[Mb-civic] codex update
IHHS at aol.com
IHHS at aol.com
Mon Oct 10 08:10:52 PDT 2005
just FYI, b
Codex update
European court cases stall pharmaceutical companies' plans to control
natural supplements.
Dateline: Sunday, October 02, 2005
by Helke Ferrie
What do airplanes, pharmaceutical drugs and Codex Alimentarius have in
common? Answer: a black box. When an airplane crashes, its black box, retrieved
from the wreckage, contains the record of events up to the moment of the crash
and enables analysts to determine the cause of the tragedy. The US Federal
Drug Agency (FDA) "blackboxes" a drug when post-marketing experience shows it
killed a lot of people and frequently produces potentially fatal side effects.
Doctors are informed accordingly in the US and Canada. When consulting the
annually-updated CPS (Compendium of Pharmaceuticals and Specialties), you will
see literally a black box under such drugs with warnings printed inside.
Codex Alimentarius is a black box containing most of what you wish you didn't
have to know about the transformation of medical science into a purely
iatrogenic enterprise. The late Ivan Illich coined the word "iatrogenic" from the
Greek iatros, meaning "physician" and genesis, meaning "creating".
Iatrogenesis refers to physician-caused illness. Codex is the political equivalent of
the current toxicology manuals because it endorses and promotes for
international trade and consumption in the whole wide world everything from pesticides
to irradiation, genetically engineered foods and synthetic analogs for drugs
and nutrients in preference to bio-compatible natural substances.

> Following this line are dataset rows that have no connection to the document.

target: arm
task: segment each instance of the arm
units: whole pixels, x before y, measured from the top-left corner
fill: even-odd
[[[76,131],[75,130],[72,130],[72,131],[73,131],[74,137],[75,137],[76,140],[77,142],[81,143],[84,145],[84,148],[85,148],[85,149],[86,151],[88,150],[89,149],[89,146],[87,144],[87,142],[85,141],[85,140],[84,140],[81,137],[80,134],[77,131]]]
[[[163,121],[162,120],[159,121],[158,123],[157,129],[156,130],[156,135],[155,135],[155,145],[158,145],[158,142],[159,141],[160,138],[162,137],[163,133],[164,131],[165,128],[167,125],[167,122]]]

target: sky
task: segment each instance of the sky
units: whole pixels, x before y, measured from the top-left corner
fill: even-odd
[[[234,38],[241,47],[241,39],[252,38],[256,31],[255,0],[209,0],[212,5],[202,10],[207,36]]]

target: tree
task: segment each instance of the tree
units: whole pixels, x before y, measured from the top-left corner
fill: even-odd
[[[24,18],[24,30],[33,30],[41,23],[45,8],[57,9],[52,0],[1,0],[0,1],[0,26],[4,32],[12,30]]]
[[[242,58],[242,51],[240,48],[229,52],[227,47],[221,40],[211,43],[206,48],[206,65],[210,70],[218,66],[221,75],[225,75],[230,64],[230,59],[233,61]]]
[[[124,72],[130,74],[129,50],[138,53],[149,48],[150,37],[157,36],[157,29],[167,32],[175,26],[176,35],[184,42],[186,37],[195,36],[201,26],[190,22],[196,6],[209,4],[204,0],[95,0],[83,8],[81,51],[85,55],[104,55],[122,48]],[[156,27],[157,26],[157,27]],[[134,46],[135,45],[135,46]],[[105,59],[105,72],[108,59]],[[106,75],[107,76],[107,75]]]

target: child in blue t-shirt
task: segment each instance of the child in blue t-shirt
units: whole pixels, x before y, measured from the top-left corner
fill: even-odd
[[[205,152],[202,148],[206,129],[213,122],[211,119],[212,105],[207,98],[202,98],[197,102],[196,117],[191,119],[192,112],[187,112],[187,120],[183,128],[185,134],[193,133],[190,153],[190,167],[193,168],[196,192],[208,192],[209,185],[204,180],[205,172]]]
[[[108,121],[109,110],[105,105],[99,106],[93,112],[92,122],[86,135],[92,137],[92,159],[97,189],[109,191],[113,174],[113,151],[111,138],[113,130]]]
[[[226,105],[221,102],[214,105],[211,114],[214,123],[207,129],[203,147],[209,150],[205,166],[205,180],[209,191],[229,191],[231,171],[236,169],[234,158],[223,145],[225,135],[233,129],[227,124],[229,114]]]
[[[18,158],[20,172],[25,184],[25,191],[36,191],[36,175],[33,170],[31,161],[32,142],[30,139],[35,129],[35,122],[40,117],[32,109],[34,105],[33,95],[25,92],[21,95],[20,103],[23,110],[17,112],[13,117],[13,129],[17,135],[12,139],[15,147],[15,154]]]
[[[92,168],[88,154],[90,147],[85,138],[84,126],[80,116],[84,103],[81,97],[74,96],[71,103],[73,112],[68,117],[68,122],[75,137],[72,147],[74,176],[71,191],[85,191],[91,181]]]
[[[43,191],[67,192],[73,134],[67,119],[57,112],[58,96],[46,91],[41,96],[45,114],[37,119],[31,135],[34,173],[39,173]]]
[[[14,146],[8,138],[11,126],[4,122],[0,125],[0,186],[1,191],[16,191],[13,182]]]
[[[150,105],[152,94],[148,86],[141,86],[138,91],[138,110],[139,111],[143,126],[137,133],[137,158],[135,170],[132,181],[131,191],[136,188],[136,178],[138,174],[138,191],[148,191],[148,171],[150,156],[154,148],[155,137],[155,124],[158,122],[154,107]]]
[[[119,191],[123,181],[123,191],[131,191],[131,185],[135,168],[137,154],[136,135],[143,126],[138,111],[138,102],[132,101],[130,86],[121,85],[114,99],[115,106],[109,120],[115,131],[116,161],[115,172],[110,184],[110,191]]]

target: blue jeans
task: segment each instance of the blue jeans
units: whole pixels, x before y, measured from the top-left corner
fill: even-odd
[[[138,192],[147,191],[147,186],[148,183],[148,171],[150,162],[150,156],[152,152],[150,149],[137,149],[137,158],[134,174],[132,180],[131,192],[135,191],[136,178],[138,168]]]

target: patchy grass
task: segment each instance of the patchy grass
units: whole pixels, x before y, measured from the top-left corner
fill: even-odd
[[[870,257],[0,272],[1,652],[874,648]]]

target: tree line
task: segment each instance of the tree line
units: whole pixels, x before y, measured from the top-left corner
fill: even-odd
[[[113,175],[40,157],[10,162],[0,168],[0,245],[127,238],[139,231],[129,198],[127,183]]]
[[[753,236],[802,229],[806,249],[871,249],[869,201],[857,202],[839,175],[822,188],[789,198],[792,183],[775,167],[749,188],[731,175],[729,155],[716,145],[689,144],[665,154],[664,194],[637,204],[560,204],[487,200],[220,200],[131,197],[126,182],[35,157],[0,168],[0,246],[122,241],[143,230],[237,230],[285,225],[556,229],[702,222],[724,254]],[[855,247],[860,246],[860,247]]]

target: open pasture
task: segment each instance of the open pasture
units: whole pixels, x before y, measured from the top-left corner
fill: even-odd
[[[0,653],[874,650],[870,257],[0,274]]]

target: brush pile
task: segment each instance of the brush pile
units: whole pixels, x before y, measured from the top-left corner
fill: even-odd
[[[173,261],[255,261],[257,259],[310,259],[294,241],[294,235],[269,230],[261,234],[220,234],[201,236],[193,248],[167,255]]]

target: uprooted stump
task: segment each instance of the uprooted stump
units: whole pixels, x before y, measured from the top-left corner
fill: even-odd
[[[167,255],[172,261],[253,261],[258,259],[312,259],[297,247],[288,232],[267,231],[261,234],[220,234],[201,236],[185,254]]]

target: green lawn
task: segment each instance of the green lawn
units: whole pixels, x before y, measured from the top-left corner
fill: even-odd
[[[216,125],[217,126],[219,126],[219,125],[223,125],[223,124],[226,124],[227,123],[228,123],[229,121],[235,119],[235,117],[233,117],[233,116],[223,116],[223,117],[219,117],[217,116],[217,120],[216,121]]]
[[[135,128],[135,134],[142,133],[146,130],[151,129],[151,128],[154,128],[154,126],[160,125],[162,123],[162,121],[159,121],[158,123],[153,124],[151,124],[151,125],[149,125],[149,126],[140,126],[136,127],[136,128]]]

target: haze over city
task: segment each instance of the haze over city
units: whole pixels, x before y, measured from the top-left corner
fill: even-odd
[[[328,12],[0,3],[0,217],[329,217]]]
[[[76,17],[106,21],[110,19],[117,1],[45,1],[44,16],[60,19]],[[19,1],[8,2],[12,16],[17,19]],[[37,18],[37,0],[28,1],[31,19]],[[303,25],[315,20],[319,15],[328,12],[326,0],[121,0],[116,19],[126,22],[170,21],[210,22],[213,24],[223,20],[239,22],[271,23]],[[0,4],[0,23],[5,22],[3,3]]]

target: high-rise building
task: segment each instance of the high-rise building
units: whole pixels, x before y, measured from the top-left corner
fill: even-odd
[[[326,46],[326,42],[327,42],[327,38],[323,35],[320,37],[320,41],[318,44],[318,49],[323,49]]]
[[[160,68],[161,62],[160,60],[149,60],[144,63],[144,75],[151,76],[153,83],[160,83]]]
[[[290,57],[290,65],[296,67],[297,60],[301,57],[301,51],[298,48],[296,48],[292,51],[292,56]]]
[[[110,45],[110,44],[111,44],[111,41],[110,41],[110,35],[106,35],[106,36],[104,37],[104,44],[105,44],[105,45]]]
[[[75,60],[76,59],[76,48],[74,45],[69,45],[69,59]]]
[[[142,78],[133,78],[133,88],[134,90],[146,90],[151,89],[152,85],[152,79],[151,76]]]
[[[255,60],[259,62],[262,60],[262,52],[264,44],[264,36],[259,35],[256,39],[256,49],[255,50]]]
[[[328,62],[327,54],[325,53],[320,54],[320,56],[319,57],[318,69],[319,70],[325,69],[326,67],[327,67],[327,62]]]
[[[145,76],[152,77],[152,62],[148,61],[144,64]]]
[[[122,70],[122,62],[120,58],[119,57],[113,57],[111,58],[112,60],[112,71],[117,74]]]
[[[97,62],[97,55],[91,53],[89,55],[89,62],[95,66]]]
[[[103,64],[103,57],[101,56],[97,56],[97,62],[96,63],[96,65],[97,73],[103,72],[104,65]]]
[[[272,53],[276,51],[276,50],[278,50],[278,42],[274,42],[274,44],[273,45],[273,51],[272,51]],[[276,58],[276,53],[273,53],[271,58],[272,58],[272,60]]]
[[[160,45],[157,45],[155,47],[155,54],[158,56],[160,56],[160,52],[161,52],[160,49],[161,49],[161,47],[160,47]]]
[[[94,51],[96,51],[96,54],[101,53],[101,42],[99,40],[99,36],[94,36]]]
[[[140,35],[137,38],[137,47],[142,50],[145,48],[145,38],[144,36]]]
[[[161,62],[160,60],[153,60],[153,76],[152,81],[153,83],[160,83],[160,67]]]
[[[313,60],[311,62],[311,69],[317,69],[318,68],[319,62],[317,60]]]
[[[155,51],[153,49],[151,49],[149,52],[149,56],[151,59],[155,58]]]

Codex does have the power to impose regulations that could restrict the
availability of vitamins worldwide.
The Codex black box was opened a crack by the April 5 opinion handed down by
Justice Leendert A Geelhoed, the European Union Advocate General, who
happened to refer to the arbitrary powers of the Codex-supporting EU legislation as
being "about as transparent as a black box". The box was opened wider on July
12th when the European Court of Justice provided a ruling for the EU that
zeroed in on the central problem of the entire Codex exercise, namely the
preference for synthetic over natural medicinal substances. This is key to
understanding Codex, why EU legislation can affect Canada and the US, and what the
current health freedom movement wants to achieve.

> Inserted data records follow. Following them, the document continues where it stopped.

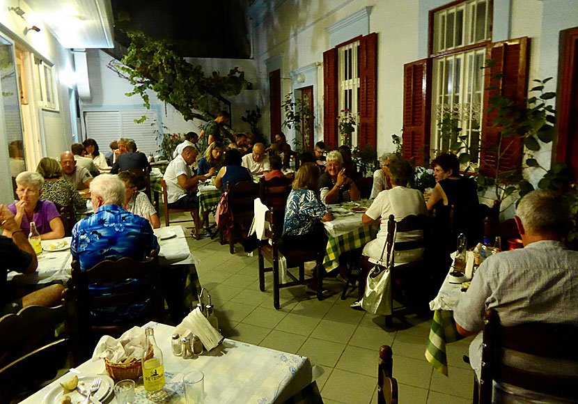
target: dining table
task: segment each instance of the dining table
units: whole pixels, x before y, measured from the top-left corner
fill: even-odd
[[[153,231],[160,246],[158,256],[163,288],[169,292],[165,293],[165,298],[171,315],[180,316],[190,311],[197,302],[201,284],[196,265],[201,261],[191,253],[182,226],[162,227]],[[16,285],[29,286],[65,283],[72,273],[71,238],[43,240],[43,251],[38,257],[36,271],[31,274],[10,272],[7,281]],[[65,244],[51,249],[51,244],[54,248],[63,243]]]
[[[217,348],[193,359],[172,354],[171,337],[175,327],[155,322],[143,327],[155,331],[155,339],[163,355],[166,403],[184,404],[182,378],[192,371],[204,374],[205,404],[228,403],[313,403],[321,402],[315,380],[323,369],[311,364],[309,358],[225,339]],[[103,359],[88,359],[72,369],[79,378],[106,377]],[[60,382],[70,378],[67,373],[22,401],[22,404],[44,403],[61,389]],[[134,404],[148,404],[142,379],[137,380]],[[114,394],[102,400],[117,404]],[[52,404],[47,403],[46,404]]]
[[[342,254],[361,248],[377,236],[379,224],[374,222],[367,225],[361,222],[363,214],[371,202],[370,199],[363,199],[327,205],[334,219],[323,222],[329,236],[323,258],[323,266],[327,272],[339,266],[339,256]]]

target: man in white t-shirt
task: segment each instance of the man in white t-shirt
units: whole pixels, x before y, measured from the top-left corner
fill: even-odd
[[[269,171],[269,157],[265,155],[265,145],[262,143],[255,143],[253,153],[246,154],[241,160],[241,165],[247,169],[253,176],[261,175]]]
[[[208,177],[195,176],[189,166],[195,161],[198,153],[194,147],[187,146],[166,167],[163,179],[166,182],[169,208],[192,209],[198,206],[196,196],[198,182],[204,181]]]

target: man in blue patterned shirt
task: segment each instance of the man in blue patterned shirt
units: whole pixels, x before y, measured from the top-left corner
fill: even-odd
[[[160,247],[148,220],[121,208],[125,185],[116,176],[102,174],[91,182],[95,214],[83,219],[72,229],[70,250],[81,269],[91,268],[104,260],[130,257],[144,258]]]

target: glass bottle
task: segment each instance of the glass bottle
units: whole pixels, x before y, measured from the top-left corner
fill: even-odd
[[[146,397],[150,400],[164,387],[164,366],[162,351],[155,341],[155,331],[147,327],[145,335],[146,349],[143,355],[143,382],[146,390]]]
[[[28,235],[28,241],[34,249],[36,255],[40,255],[42,252],[42,243],[40,240],[40,233],[36,230],[36,224],[33,222],[30,222],[30,234]]]

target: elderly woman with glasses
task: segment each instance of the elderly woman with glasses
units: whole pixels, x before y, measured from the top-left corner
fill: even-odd
[[[359,189],[343,168],[343,157],[337,150],[327,155],[327,169],[319,177],[321,201],[329,203],[341,203],[361,198]]]
[[[380,169],[373,173],[373,187],[371,188],[371,195],[369,196],[372,199],[376,198],[377,194],[382,191],[391,187],[388,178],[389,169],[387,166],[389,164],[389,160],[396,157],[395,153],[385,153],[380,157]]]
[[[36,172],[44,178],[42,199],[47,199],[61,206],[73,205],[76,210],[86,208],[86,203],[72,182],[62,178],[62,166],[50,157],[43,157],[36,167]]]
[[[40,238],[64,237],[64,226],[56,207],[50,201],[40,200],[44,178],[38,173],[24,171],[16,177],[19,201],[8,206],[14,219],[24,233],[30,233],[30,223],[36,225]],[[4,235],[9,235],[4,231]]]

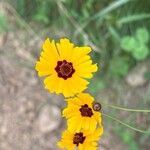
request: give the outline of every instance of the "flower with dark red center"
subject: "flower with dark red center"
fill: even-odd
[[[63,110],[63,117],[68,120],[70,131],[78,133],[84,129],[93,132],[98,125],[101,126],[101,112],[93,109],[95,101],[91,95],[80,93],[66,101],[67,107]]]
[[[93,115],[92,109],[87,104],[82,105],[79,110],[83,117],[92,117]]]
[[[58,146],[66,150],[97,150],[98,141],[102,134],[102,126],[98,127],[93,132],[83,129],[79,132],[70,132],[67,129],[63,132]]]
[[[63,78],[64,80],[71,78],[73,73],[75,72],[72,63],[67,62],[66,60],[58,61],[55,70],[58,77]]]
[[[93,102],[93,110],[94,111],[100,111],[102,108],[101,104],[98,102]]]
[[[79,146],[79,144],[83,144],[85,140],[85,136],[83,136],[83,133],[76,133],[73,137],[73,144],[76,144],[77,146]]]
[[[97,64],[93,64],[88,46],[75,46],[68,39],[45,40],[35,69],[39,76],[45,76],[44,85],[50,93],[72,97],[87,88]]]

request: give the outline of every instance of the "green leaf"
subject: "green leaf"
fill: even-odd
[[[134,22],[134,21],[139,21],[139,20],[143,20],[143,19],[149,19],[150,18],[150,14],[135,14],[135,15],[129,15],[129,16],[125,16],[121,19],[118,19],[117,23],[119,25],[123,25],[123,24],[127,24],[130,22]]]
[[[141,45],[140,47],[132,51],[132,55],[136,60],[143,60],[148,56],[148,54],[148,47],[145,45]]]
[[[122,77],[127,75],[129,70],[128,59],[124,57],[113,58],[110,62],[109,72],[110,76]]]
[[[135,36],[140,43],[146,44],[149,41],[149,33],[146,28],[138,28]]]
[[[121,39],[121,48],[131,52],[137,46],[136,39],[132,36],[125,36]]]
[[[0,15],[0,33],[6,32],[8,30],[7,18]]]

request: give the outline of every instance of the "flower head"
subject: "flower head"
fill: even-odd
[[[61,39],[56,45],[47,39],[35,66],[39,76],[46,76],[45,88],[65,97],[85,90],[89,84],[86,78],[97,71],[97,65],[92,64],[88,55],[90,51],[87,46],[75,47],[68,39]]]
[[[63,117],[68,121],[70,131],[80,131],[82,128],[93,132],[101,125],[101,113],[94,109],[94,99],[87,93],[67,99],[68,106],[63,110]]]
[[[58,142],[58,146],[68,150],[96,150],[97,142],[102,133],[102,127],[97,128],[93,133],[85,130],[81,130],[80,132],[65,130],[61,141]]]

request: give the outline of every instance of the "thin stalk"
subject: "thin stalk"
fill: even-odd
[[[114,105],[110,105],[110,104],[106,104],[101,102],[102,105],[108,106],[110,108],[114,108],[114,109],[118,109],[118,110],[123,110],[123,111],[130,111],[130,112],[142,112],[142,113],[150,113],[149,109],[131,109],[131,108],[123,108],[123,107],[119,107],[119,106],[114,106]]]
[[[116,121],[116,122],[118,122],[118,123],[120,123],[120,124],[122,124],[122,125],[124,125],[124,126],[126,126],[126,127],[128,127],[128,128],[130,128],[130,129],[132,129],[132,130],[134,130],[134,131],[136,131],[136,132],[140,132],[140,133],[146,133],[146,134],[150,134],[150,131],[145,131],[145,130],[141,130],[141,129],[138,129],[138,128],[135,128],[135,127],[133,127],[133,126],[130,126],[129,124],[126,124],[126,123],[124,123],[124,122],[122,122],[121,120],[119,120],[119,119],[117,119],[117,118],[115,118],[115,117],[112,117],[112,116],[110,116],[110,115],[107,115],[107,114],[105,114],[105,113],[102,113],[103,114],[103,116],[105,116],[105,117],[108,117],[108,118],[110,118],[110,119],[112,119],[112,120],[114,120],[114,121]]]

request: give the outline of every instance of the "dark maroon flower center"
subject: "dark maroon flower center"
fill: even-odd
[[[98,103],[98,102],[93,103],[93,110],[94,111],[100,111],[101,109],[102,109],[102,106],[100,103]]]
[[[72,77],[75,69],[72,66],[71,62],[67,62],[66,60],[58,61],[55,70],[58,74],[58,77],[63,78],[64,80]]]
[[[83,136],[82,132],[76,133],[73,137],[73,144],[76,144],[78,146],[79,144],[83,144],[84,140],[85,136]]]
[[[79,110],[83,117],[91,117],[93,115],[92,109],[87,104],[82,105]]]

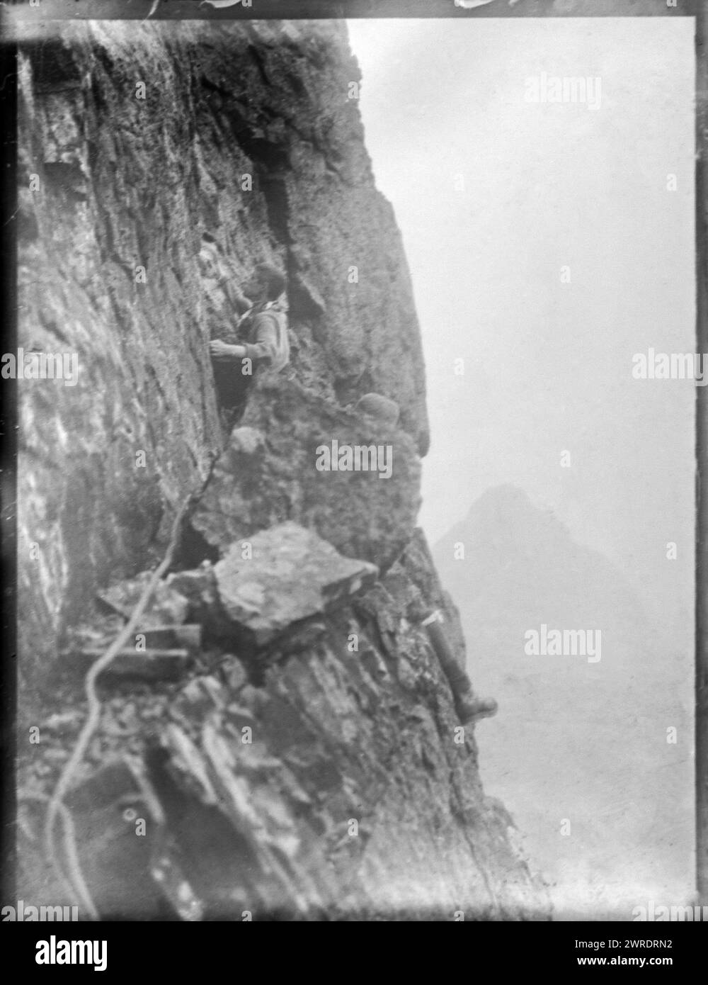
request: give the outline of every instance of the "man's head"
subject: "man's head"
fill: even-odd
[[[259,263],[243,285],[247,296],[257,302],[274,301],[285,290],[285,274],[272,263]]]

Their rulings both came in response to legal challenges launched by Dr Robert
Verkerk, the executive director of the UK Alliance for Natural Health (_ ANH
www.natural-health.org_ (http://www.natural-health.org/) ). His litigation
questioned Codex's supporting EU legislation. Dr Verkerk said in a telephone
interview on September 16: "It is a serious mistake for you in Canada and the
US to believe that whatever happens here in Europe will not happen to you."
By virtue of its mandate from the World Health Organization (WHO) and its
Food and Agricultural Organization (FAO), Codex does have the power to impose
regulations on the world that restrict the dosages of and even the very
availability of vitamins, minerals, phytonutrients, amino acids, enzymes, essential
fatty acids, probiotics as well as traditional Chinese, Aryuvedic and other
old systems of medicine. Codex would have succeeded in doing just that in
Europe in August of this year, if the ANH hadn't gone to court.
In 1990-2000 about 7.8 million victims suffered death from properly
prescribed and implemented medications.
To understand how all this hangs together we need to go back to the beginning
of this process: On November 6, 2001, the European Parliament tabled
Directive 2001/83/EC, which states in section 2 and 3 of its preamble the following:
"The essential aim of any rules governing the production, distribution and
use of medicinal products must be to safeguard public health. However, this
objective must be attained by means which will not hinder the development of
the pharmaceutical industry or trade in medicinal products within the European
Community."
However, since 2001, several factors have shaken the public's faith in
pharmaceuticals. For example, the International Committee of Medical Journal
Editors updated its guidelines in October 2004 and specifically warned against all
the ways that pharmaceutical sponsorship could influence journal articles.
_www.icmje.org/#conflicts_ (http://www.icmje.org/#conflicts)
Dr Carolyn Dean has written, in Death by Modern Medicine that in 1990-2000
about 7.8 million victims suffered death from properly prescribed and
implemented medications. In particular, she stated that "There have been 140,000
fatal or near fatal reactions to Vioxx; one third of the millions of women who
took fen-phen, the weight loss drug, suffered heart and lung damage; heart
disease is caused by Celebrex and all the other non-steroidal anti-inflammatory
drugs; Prozac is causing suicides and homicides as well as heart disease... "
A new book, Selling Sickness, by Ray Moynihan, charges that pharmaceutical
companies are quite deliberately trying to sell drugs to people who aren't
sick at all — these being a much larger market than actual sick people.
Big Pharma has demonstrated that it fully understands that its products do
not work, often kill, and usually harm, as proven by the research they
themselves did to establish the toxicity of their products but then hid from the
regulators (see Let Them Eat Prozac). Big Pharma staff understands the superior
biochemistry of natural substances. Recently, the prestigious British
Institute for Science and Society (ISIS) put the whole puzzle together:
_www.i-sis.org.uk/CFV.php_ (http://www.i-sis.org.uk/CFV.php)
ISIS reports that pharmaceutical corporations have started to buy up vitamin
and mineral companies. Merck has acquired Lamberts, and Wyeth bought Solgar.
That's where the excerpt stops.